Cosas cotidianas

Las ciruelas tibias


No me di cuenta. Fue así, como de golpe. Estaba sentado, me incliné hacia adelante para acariciar al gato y supe que cumplía 81 años.

Aparento 54, bueno, quizás un poco más. Sobre todo, en días de tormenta, de noche, lloviendo y sin luz, quizás algún corto de vista se atreva a menos.

Cuando escribo versos me creo que ando por los treinta. Me explayo en carnes jóvenes, asumo el color pastel con guiños a los pícaros naranjas, mantengo mi barbada y pelo largo y me tatué una bicicleta de jardín en cada párpado, placer de viejo verde cuando diviso adolescentes y las paseo por mis ojos sobre todo en primavera.

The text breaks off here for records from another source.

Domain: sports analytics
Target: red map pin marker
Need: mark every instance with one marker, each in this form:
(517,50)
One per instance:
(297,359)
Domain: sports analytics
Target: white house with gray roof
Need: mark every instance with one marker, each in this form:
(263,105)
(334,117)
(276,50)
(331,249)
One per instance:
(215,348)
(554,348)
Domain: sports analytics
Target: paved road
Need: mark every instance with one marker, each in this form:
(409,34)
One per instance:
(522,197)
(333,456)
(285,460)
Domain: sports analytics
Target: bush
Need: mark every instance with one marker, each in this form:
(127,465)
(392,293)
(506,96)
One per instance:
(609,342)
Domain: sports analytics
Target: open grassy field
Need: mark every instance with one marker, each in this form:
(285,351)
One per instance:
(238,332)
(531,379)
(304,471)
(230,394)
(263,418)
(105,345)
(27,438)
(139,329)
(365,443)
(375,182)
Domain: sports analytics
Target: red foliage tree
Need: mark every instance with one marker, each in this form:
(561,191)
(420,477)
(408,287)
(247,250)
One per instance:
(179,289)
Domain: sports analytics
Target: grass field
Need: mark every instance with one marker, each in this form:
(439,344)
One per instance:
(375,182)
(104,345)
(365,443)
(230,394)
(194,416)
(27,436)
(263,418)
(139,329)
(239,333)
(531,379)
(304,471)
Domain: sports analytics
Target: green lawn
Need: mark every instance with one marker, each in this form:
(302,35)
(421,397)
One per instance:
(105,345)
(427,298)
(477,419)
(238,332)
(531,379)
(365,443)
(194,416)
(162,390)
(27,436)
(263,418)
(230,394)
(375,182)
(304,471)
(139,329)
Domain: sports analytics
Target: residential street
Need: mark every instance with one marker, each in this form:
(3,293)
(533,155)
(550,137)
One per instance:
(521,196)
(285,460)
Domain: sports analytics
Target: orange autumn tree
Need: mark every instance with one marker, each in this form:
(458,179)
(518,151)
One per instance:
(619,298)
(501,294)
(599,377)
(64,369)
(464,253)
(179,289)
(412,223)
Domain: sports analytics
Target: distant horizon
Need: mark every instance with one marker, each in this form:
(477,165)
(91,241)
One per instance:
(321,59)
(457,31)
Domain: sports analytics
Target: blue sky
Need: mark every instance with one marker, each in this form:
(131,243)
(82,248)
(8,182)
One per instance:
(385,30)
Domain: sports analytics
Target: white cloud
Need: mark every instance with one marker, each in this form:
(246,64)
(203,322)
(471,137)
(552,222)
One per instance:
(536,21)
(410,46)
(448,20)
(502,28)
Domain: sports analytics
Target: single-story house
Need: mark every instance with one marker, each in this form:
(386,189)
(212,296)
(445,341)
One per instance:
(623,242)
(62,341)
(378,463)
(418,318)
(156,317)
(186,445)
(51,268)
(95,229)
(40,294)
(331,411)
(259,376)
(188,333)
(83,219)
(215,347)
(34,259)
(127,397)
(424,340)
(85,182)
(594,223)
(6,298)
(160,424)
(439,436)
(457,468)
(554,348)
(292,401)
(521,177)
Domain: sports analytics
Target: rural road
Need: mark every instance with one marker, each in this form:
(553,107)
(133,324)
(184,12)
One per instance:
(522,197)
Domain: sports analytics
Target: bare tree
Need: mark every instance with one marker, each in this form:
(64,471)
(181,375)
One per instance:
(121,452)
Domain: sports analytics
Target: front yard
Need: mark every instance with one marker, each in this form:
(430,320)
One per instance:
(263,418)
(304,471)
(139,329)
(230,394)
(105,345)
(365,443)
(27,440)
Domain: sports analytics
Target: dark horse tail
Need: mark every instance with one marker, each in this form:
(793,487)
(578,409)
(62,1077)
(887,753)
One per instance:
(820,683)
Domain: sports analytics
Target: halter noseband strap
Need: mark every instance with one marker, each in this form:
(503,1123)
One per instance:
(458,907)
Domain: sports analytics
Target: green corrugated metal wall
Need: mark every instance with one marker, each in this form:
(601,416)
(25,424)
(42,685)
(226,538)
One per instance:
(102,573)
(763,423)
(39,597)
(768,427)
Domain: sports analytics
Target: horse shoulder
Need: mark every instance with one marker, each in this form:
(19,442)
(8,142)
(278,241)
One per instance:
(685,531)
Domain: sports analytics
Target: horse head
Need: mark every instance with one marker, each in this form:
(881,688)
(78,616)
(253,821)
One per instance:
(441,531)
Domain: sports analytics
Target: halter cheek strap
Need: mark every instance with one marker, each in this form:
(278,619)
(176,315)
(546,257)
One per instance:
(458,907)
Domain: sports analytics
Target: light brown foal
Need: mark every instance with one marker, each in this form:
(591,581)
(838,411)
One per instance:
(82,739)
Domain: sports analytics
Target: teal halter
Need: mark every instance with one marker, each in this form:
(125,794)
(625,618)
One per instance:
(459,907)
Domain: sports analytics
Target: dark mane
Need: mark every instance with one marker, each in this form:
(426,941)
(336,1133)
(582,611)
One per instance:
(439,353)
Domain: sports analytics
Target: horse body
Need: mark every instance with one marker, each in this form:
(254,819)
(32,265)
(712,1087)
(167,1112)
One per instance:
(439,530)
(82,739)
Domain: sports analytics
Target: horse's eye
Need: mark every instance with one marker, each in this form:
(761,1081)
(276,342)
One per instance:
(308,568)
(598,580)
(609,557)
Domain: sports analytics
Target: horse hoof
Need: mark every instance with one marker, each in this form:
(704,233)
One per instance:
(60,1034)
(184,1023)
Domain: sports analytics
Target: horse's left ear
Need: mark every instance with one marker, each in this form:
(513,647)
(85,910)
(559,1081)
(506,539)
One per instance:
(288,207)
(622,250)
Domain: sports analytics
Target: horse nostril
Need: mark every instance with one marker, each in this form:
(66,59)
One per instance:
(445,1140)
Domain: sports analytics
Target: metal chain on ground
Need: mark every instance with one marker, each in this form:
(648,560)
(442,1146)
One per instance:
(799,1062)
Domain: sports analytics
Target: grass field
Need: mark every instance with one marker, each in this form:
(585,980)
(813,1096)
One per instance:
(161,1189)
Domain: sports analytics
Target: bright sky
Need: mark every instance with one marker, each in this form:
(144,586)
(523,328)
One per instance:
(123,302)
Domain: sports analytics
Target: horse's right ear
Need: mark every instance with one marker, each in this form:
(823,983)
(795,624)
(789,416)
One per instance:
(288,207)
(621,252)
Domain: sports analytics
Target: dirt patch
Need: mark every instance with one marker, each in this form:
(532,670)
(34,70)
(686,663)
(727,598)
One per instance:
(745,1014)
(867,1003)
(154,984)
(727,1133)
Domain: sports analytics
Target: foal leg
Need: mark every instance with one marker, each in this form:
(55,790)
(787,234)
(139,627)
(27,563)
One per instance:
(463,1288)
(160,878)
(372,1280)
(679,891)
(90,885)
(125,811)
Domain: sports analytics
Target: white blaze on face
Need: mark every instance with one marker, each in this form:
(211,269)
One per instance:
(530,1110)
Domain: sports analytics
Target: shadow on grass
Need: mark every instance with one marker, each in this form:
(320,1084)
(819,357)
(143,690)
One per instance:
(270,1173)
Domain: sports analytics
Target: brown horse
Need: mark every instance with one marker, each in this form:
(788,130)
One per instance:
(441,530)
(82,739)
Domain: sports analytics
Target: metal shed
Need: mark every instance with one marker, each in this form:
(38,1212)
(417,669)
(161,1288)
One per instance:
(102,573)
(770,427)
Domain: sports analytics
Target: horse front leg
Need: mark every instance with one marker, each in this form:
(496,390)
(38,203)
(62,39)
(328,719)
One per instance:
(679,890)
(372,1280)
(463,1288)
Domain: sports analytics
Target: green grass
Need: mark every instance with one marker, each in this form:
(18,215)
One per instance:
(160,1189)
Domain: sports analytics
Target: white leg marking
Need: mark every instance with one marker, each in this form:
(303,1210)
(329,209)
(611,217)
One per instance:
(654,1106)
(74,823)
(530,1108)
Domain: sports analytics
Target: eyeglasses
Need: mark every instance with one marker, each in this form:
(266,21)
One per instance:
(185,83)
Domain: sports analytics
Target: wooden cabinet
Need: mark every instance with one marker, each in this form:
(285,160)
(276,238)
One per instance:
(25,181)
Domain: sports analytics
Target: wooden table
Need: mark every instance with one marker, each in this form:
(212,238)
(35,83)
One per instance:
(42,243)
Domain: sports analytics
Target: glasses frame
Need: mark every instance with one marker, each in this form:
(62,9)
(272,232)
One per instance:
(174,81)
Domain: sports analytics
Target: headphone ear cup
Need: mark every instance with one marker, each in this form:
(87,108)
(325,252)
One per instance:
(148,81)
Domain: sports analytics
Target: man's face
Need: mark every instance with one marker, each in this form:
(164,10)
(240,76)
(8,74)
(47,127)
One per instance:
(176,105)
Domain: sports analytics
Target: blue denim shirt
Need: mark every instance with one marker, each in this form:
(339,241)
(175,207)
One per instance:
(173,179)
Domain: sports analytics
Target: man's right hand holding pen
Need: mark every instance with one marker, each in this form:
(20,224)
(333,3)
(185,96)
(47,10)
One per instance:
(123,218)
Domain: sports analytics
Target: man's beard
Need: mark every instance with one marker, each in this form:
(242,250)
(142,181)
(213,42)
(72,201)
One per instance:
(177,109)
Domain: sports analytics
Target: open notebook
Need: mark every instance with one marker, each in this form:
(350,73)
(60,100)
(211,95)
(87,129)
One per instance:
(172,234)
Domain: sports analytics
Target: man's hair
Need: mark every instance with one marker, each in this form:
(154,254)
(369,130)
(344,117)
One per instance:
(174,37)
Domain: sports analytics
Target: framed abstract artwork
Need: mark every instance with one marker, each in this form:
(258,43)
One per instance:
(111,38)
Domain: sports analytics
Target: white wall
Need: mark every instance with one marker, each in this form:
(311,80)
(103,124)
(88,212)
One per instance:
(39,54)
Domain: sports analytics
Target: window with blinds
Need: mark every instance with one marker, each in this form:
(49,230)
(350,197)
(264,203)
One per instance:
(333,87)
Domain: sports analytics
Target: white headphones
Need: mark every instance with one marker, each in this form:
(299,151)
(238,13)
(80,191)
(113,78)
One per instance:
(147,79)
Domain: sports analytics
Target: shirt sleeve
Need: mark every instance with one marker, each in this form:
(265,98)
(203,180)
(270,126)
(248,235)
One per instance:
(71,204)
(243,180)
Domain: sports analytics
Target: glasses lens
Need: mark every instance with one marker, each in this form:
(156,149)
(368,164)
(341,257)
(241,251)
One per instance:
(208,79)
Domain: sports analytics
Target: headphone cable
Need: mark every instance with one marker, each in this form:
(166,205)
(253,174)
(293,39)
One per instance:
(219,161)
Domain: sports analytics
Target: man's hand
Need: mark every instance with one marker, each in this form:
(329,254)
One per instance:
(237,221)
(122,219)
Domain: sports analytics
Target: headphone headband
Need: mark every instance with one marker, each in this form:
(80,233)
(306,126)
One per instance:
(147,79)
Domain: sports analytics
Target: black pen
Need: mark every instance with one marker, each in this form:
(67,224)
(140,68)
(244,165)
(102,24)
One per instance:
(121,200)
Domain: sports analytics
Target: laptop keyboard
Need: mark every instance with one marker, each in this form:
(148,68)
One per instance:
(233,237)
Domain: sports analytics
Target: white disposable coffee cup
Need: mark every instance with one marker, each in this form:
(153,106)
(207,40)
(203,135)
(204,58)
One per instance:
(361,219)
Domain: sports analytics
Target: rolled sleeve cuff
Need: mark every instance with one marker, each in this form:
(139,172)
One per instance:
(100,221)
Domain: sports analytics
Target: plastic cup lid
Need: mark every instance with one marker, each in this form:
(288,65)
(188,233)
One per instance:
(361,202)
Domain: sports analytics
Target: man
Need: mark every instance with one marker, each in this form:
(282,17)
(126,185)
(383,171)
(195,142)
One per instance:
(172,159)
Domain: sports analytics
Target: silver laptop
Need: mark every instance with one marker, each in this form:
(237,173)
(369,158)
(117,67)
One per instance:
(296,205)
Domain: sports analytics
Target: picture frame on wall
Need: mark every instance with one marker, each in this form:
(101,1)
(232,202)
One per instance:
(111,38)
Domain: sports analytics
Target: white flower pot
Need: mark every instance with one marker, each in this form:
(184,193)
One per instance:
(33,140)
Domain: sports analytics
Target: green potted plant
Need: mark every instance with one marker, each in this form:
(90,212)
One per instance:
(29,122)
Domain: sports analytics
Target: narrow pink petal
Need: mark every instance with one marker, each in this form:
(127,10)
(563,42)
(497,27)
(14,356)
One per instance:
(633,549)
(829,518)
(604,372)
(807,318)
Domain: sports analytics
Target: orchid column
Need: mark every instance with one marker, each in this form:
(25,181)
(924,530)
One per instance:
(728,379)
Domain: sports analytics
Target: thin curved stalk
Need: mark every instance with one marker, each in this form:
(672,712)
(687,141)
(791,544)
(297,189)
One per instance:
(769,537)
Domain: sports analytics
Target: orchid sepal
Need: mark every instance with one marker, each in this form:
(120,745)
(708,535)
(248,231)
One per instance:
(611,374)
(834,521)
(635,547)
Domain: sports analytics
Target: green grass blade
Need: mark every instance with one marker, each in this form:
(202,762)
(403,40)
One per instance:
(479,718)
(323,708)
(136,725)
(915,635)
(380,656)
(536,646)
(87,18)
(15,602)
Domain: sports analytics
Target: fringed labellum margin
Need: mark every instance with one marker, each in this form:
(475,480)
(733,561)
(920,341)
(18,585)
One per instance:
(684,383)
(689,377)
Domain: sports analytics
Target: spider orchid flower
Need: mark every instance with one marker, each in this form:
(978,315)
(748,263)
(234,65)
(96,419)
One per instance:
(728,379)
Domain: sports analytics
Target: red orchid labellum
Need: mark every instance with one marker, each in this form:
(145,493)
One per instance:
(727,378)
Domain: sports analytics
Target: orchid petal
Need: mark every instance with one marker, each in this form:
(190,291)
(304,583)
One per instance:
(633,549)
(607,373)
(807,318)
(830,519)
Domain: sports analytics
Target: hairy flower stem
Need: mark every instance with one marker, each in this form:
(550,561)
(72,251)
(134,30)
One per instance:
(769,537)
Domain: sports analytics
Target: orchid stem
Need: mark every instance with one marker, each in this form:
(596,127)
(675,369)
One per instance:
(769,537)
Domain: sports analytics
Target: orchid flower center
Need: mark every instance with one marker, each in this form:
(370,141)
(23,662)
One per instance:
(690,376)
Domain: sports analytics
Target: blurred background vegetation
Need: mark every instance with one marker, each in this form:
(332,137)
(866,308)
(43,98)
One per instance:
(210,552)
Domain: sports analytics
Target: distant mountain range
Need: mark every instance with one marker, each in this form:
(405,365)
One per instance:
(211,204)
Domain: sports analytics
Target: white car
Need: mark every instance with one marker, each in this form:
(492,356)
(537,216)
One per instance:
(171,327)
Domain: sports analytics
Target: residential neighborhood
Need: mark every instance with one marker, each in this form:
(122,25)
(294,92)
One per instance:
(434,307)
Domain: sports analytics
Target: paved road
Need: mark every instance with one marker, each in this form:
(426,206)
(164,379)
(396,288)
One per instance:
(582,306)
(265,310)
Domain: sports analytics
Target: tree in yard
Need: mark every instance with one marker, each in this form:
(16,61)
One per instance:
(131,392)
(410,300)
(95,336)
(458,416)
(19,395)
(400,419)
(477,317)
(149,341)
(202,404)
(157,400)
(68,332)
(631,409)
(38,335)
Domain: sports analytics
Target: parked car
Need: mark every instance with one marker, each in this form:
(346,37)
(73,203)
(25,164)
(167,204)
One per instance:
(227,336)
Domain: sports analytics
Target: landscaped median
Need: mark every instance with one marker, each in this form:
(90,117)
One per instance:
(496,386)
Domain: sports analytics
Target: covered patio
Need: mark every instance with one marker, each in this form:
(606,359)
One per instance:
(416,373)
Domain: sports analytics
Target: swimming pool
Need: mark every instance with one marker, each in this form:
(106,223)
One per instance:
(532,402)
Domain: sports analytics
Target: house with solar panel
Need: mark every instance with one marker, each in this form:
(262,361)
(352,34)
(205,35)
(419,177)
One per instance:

Con una vieja balalaika y antiguas canciones gitanas adormezco grillos que abominan de su escandaloso y oxidado canto de amor, se vuelven sutiles, asexuados, entregándose a la delicada danza de Berioshka, la de las damas deslizantes, largos sarafanes rojos y floridas tiaras rusas.

Me gusta el vino, pero efluvios alcohólicos y edad avanzada no se dan la mano, más bien se tropiezan y para evitar encontronazos bajé el nivel de grados y le enseñé a mi vicio paladear un rosado afrutado presuntuoso y joven.

A la señora que viene a buscar a los valientes la he visto varias veces mirándome de soslayo.

Qué guapa es.

Entrecierra los ojos como escudriñándome, esconde su silueta detrás de los visillos cuando inventa situaciones, se quita la túnica blanca y girándose despacio se aleja como invitándome a seguirla en pos de sus delicadas nalgas.

Las cosas raras que hace la muerte para enamorar a los poetas de 81 años. Si no lo veo, no lo creo.